CENTRO DE REFERENCIA PARA LACTOBACILOS
Unidad Ejecutora - UE
Fluorescence in situ hybridization for detection of classical propionibacteria with specific 16S rRNA-targeted probes and its application to enumeration in Gruyere cheese
BABOT J.D.; HIDALGO M.; ARGAÑARAZ MARTINEZ E.; APELLA M.C.; PEREZ CHAIA A.

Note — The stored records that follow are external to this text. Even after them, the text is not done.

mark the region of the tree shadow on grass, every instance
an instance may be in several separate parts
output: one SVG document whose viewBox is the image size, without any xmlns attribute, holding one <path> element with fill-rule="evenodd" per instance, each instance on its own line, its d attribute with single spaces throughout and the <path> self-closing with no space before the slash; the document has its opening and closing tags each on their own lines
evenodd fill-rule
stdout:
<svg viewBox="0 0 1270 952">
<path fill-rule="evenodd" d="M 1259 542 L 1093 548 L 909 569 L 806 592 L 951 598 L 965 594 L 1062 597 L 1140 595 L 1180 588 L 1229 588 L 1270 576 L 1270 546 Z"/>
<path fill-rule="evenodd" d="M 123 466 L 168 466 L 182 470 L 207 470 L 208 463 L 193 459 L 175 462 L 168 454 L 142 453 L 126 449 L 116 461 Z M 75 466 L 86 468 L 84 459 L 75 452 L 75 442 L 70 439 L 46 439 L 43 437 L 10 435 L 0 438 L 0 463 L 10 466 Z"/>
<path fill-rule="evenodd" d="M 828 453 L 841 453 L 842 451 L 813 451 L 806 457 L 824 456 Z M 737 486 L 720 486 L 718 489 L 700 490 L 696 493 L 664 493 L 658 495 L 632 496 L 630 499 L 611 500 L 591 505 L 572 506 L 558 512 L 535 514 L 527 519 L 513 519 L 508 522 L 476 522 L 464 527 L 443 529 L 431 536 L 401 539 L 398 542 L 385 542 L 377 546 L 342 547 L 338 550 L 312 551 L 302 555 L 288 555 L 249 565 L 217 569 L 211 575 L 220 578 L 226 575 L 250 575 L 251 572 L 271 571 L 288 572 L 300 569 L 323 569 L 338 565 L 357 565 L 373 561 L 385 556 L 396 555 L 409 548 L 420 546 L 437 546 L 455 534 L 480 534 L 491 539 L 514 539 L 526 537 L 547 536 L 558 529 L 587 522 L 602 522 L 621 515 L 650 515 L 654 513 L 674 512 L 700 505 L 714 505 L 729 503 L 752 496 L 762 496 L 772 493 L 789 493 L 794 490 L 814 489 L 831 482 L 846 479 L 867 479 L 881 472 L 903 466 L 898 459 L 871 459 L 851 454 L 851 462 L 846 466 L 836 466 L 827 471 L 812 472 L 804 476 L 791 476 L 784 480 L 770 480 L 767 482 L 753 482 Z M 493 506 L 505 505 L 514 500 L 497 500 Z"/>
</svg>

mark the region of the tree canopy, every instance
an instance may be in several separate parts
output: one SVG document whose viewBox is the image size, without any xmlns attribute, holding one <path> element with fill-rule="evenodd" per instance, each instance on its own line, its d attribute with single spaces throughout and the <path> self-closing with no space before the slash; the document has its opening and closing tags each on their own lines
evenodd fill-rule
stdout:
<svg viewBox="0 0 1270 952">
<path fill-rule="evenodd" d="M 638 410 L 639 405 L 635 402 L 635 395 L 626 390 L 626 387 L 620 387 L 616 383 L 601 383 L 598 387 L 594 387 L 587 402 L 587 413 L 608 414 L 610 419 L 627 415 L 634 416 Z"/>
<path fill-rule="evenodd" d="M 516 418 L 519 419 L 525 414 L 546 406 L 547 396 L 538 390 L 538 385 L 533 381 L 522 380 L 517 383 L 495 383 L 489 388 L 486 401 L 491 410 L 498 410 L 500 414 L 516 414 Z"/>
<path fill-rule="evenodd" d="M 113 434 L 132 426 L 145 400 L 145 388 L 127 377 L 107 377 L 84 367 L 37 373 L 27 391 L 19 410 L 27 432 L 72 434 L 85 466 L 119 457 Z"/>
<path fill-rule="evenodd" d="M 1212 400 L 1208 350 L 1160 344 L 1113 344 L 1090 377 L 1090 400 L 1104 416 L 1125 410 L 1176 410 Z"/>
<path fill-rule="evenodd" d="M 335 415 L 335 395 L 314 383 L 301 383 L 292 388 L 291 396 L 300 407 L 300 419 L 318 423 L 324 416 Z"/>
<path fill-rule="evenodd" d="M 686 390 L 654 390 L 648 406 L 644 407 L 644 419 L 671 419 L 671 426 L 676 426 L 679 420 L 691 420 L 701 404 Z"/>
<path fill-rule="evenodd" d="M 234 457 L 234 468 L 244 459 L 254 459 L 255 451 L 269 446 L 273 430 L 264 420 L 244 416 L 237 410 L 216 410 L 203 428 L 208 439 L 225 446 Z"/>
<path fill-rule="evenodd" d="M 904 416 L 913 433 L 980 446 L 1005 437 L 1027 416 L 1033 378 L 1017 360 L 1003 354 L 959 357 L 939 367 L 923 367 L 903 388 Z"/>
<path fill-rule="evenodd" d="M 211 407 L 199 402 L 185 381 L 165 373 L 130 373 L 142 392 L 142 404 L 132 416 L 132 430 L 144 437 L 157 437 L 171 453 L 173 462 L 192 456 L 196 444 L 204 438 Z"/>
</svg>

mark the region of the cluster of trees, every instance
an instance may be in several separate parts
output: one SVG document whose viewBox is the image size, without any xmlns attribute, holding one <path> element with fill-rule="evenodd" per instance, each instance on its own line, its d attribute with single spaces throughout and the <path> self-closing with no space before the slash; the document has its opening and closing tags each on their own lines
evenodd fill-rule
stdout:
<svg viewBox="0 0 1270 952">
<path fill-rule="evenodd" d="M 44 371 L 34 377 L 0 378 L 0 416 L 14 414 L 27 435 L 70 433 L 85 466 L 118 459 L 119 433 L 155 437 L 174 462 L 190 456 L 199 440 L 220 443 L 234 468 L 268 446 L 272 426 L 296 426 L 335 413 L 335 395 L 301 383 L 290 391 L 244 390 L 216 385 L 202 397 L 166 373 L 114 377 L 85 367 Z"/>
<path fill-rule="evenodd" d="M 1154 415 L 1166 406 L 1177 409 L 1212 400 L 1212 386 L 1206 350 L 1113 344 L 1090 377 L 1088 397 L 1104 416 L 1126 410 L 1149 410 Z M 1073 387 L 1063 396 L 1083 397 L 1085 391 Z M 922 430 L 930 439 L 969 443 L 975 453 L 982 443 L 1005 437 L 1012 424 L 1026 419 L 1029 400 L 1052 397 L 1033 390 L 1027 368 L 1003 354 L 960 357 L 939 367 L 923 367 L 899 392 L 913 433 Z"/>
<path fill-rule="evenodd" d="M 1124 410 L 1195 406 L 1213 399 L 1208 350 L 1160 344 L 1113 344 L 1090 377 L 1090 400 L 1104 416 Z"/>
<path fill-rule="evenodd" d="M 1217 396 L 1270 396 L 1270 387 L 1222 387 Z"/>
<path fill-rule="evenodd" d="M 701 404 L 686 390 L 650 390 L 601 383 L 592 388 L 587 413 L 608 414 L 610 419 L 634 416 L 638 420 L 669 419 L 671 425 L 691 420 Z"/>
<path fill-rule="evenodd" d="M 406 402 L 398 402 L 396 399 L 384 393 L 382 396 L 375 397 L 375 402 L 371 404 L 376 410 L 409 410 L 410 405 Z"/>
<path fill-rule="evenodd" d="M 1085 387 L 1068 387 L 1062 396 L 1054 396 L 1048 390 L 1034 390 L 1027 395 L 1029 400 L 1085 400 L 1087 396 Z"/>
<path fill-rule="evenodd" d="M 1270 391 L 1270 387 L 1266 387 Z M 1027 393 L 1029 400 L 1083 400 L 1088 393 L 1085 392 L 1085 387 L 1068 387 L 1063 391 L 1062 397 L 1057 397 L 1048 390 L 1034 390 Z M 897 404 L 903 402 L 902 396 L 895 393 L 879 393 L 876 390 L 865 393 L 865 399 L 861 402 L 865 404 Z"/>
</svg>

INTERNATIONAL JOURNAL OF FOOD MICROBIOLOGY
ELSEVIER SCIENCE BV
Año: 2011 vol. 145 p. 221 - 221
The classical or dairy propionibacteria have well-documented industrial applications and have been proposed for probiotic applications. Given their industrial importance it is necessary to employ fast and reliable techniques to monitor the growth during products elaboration, industrial fermentations or the intestinal transit. Therefore, the aimof this investigation was to design oligonucleotide probes targeting the 16S rRNA of dairy propionibacteria and optimise the ﬂuorescence in situ hybridization (FISH) protocol to detect these bacteria. Two speciﬁc probes were in silico designed to detect Propionibacterium freudenreichii and P. jensenii, named Pfr435 and Pj446 respectively. The FISH protocol was optimised for the hybridisation of propionibacteria cells with the universal probe Eub338 and the designed probes. These probes were assayed in situ for their speciﬁcity to hybridise species of propionibacteria by observation using ﬂuorescence microscopy and results were compared with the probe Pap446 previously designed for P. acidipropionici. Probes Pap446, Pfr435 and Pj446 were also evaluated by ﬂuorescence spectrophotometry to assess the inﬂuence of cells physiological state during growth in batch culture in the ﬂuorescence intensity. The maximum ﬂuorescence intensity was observed at the onset of the stationary phase of growth and was then reduced. However, changes on the cells permeability did not reduce the efﬁciency of 16S rRNA hybridisation with the ﬂuorescence-labelled probes. Propionibacteria counts obtained by FISH and plate count methods were compared in a commercial Gruyère cheese. The results showed that this method can be used as a rapid technique for the enumeration of these bacteria in cheese samples.